Sanções dos EUA encorajaram China a criar DeepSeek

Inteligência Artificial que usa chips menos potentes com melhores resultados veio do esforço dos engenheiros chineses

O verdadeiro desafio da DeepSeek, startup chinesa de Inteligência Artificial, nunca foi o financiamento, mas as restrições impostas pelos Estados Unidos à exportação de chips de última geração para a China. Em uma entrevista recente, Liang Wenfeng, fundador da empresa, destacou que as sanções norte-americanas forçaram a indústria chinesa a buscar alternativas inovadoras. Segundo Zhuang Fei, diretor de conteúdo da Wave Media, essas restrições levaram a DeepSeek e outras equipes chinesas a focar em melhorar algoritmos e métodos de treinamento de Grandes Modelos de Linguagem (LLMs), em vez de depender de hardware avançado.

A DeepSeek causou um impacto significativo no setor de IA ao lançar seu modelo DeepSeek R1, de código aberto, no mês passado. O lançamento resultou na maior queda de valor de uma empresa na bolsa em um único dia: a Nvidia, líder do mercado de chips de IA, perdeu quase 600 bilhões de dólares. A ferramenta da DeepSeek alcançou desempenho comparável aos modelos mais avançados, como os da OpenAI e da Meta, utilizando menos recursos e chips menos potentes. Isso abalou a ideia de que o desenvolvimento de IA depende exclusivamente de hardware de ponta.

A inovação da DeepSeek não se limitou ao desempenho técnico. A empresa utilizou cerca de 2 mil chips H800 da Nvidia, que não são os mais avançados, e ofereceu sua ferramenta gratuitamente, em contraste com os modelos de assinatura caros de empresas norte-americanas. Essa abordagem desafiou a lógica de mercado baseada no lucro, defendida por figuras como Sam Altman, da OpenAI. Zhuang Fei argumenta que a DeepSeek transformou a indústria de IA, tornando-a mais focada em inovação do que em investimentos massivos.
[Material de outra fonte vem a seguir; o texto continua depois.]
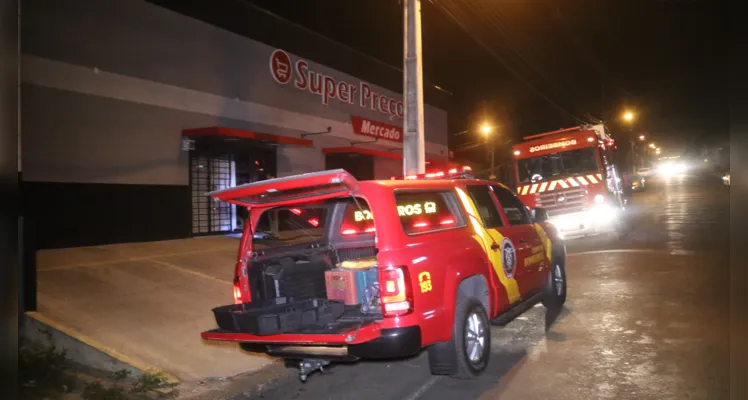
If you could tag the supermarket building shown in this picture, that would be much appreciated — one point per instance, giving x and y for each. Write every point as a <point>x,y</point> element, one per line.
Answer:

A reação do Norte Global ao sucesso da DeepSeek foi imediata. Países como Estados Unidos, Itália e Coreia do Sul começaram a restringir o acesso à ferramenta, alegando riscos à segurança nacional. Fu Cong, representante permanente da China na ONU, rejeitou essas acusações, destacando que a contenção tecnológica não funciona e que o engenho dos cientistas chineses não deve ser subestimado. Zhuang Fei criticou a reação como “triste e ridícula”, já que o DeepSeek é de código aberto e pode ser adaptado por qualquer programador, independentemente de sua localização.

A DeepSeek também enfrentou acusações de ter utilizado modelos da OpenAI para desenvolver suas ferramentas. Zhuang Fei rebateu, explicando que quase todos os 150 funcionários da empresa se formaram em universidades chinesas e não têm ligação com o Vale do Silício. O sucesso da DeepSeek, portanto, é fruto do talento e da inovação local, reforçando a capacidade da China de competir globalmente em tecnologia, mesmo diante de restrições externas.